On a day when the NFL handed down their player suspensions to four members of the New Orleans Saints, Junior Seau stole the headlines with his suicide. A dark day for the NFL for certain. The irony of both events is that they fell on the same day and in some way may be linked together forever. On a day when NFL fans and media should have been debating the judgement of Roger Goodell, instead they debated the reason behind Junior Seau’s death.
The death of Junior Seau is the first high-profile suicide of an NFL player in decades. While it is impossible to determine the reasons behind his suicide, some will inevitably point to the recent acknowledgement of players suffering from chronic traumatic encephalopathy or CTE’s. Junior Seau was one of the most dominant forces in NFL history, a sure bet to be elected to the Pro-Football Hall of Fame on his first ballot in 2015 despite the news from yesterday.
On the field, Seau was tenacious and off the field he was gracious. Often seen shaking hands with fans and signing autographs, it seemed that while Seau loved the spotlight and the competition of the game, he embraced the celebrity status it brought him and he gave that back at every turn. Former teammates hailed Seau as a jovial positive presence in every locker room he was a part of. A leader and a teacher of a game he loved.
He will never be remembered for the way he died but instead for the way he lived and played the game of football. He will be remembered for his gratitude towards the fans and towards his teammates and friends. His death is but a footnote. Some say that Seau was never able to fully embrace football after it was over. A quiet man while playing, Seau was questioned about domestic abuse and previously was involved in a car accident that some suspected to be a suicide attempt. Close friends say that he appeared depressed at times. A significant sign of CTE.
While the NFL mourned the loss of Seau yesterday and still do today, the irony of the NFL’s judgement against Jonathan Vilma, Will Smith, Scott Fujita, and Anthony Hargrove will further link the death of Seau to the brutality of the NFL. The New Orleans Saints bounty program puts a deeper perspective into the business of the NFL where winning is the only thing that seems to matter.
The pressures to win at all levels of play isn’t taken lightly. Millions of dollars are at stake for kids entering the NFL from the college ranks and the draft alone is one of the most viewed sporting events yearly. Most in the media and many fans detest the Saints bounty program where players were offered money for taking out key opposition during games. The suspensions were just in my opinion. However, in an era of NFL concern with the repercussions surrounding head trauma and concussions, it’s a bold exclamation point that the death of Seau would come on the same day that the NFL’s biggest black eye since “SpyGate” came to a finality.
Head hunting in the NFL has always existed.

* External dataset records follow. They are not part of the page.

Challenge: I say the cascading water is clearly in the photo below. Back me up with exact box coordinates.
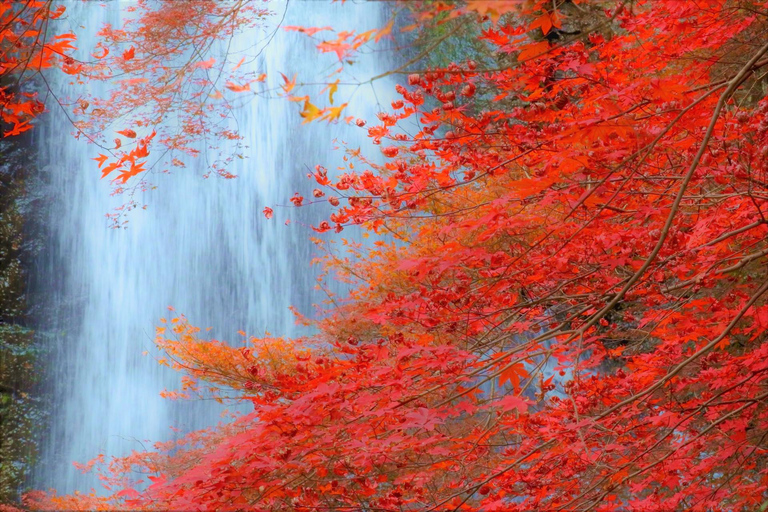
[33,1,391,492]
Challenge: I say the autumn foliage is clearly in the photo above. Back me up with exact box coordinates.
[12,0,768,512]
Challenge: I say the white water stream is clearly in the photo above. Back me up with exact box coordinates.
[33,1,392,492]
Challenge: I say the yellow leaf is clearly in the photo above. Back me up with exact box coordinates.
[299,100,323,124]
[323,103,347,121]
[280,73,296,94]
[320,78,339,105]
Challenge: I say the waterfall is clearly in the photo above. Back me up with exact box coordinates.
[33,1,392,492]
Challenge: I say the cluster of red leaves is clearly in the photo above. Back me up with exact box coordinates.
[0,0,75,137]
[27,0,768,512]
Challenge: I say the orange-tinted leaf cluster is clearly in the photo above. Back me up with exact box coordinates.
[34,0,768,512]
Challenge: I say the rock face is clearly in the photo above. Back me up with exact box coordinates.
[0,137,45,503]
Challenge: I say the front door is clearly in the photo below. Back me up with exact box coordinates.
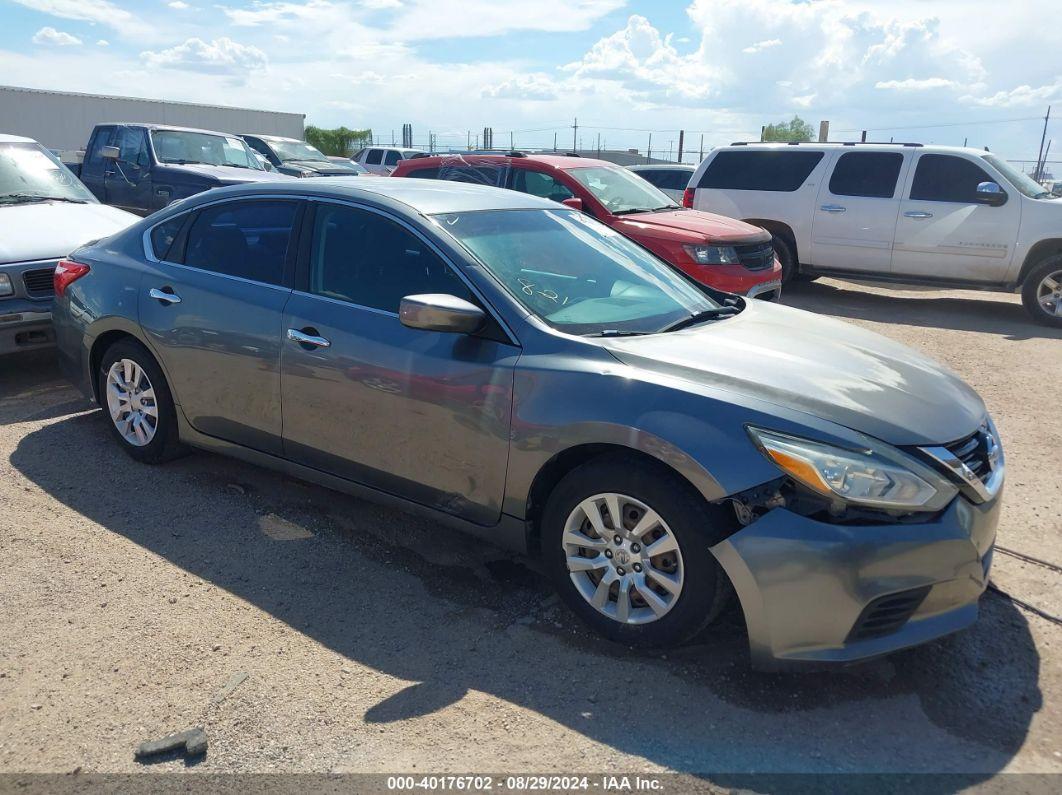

Miami Dolphins Bob Griese told media that there were never bounty programs in the NFL when he played, simply because the opposing team wanted to kill the QB. Wanted to take the QB out of the game. As he said it, you take out the QB and you take away most of the offense.
The NFL is battling serious image issues right now. A lawsuit presented by former players totaling in the hundreds is currently heading to court. The league is still recovering from last year’s lockout, and the bounty scandal has had far reaching consequences if for no other reason then it came from one of the more popular and squeaky clean organizations.
The death of Seau, regardless of whether it is ever proven to be a result of his playing days will still serve as a key to unlocking the future for the NFL and the way the handle head trauma on the field. His death bring awareness to the problems that the NFL is facing with player safety even at a time when the players themselves seem hell bent on playing with reckless abandon.
In 10 years, it’s unlikely that anyone will remember off the top of their head the events of the NFL’s suspension of those four Saints. The bounty scandal will be an afterthought. Junior Seau however will always be remembered for the way he played and perhaps someday, we will look back on his death and realize the importance of player safety and know that the rules in place are to protect the present players from suffering the same long after the game is over.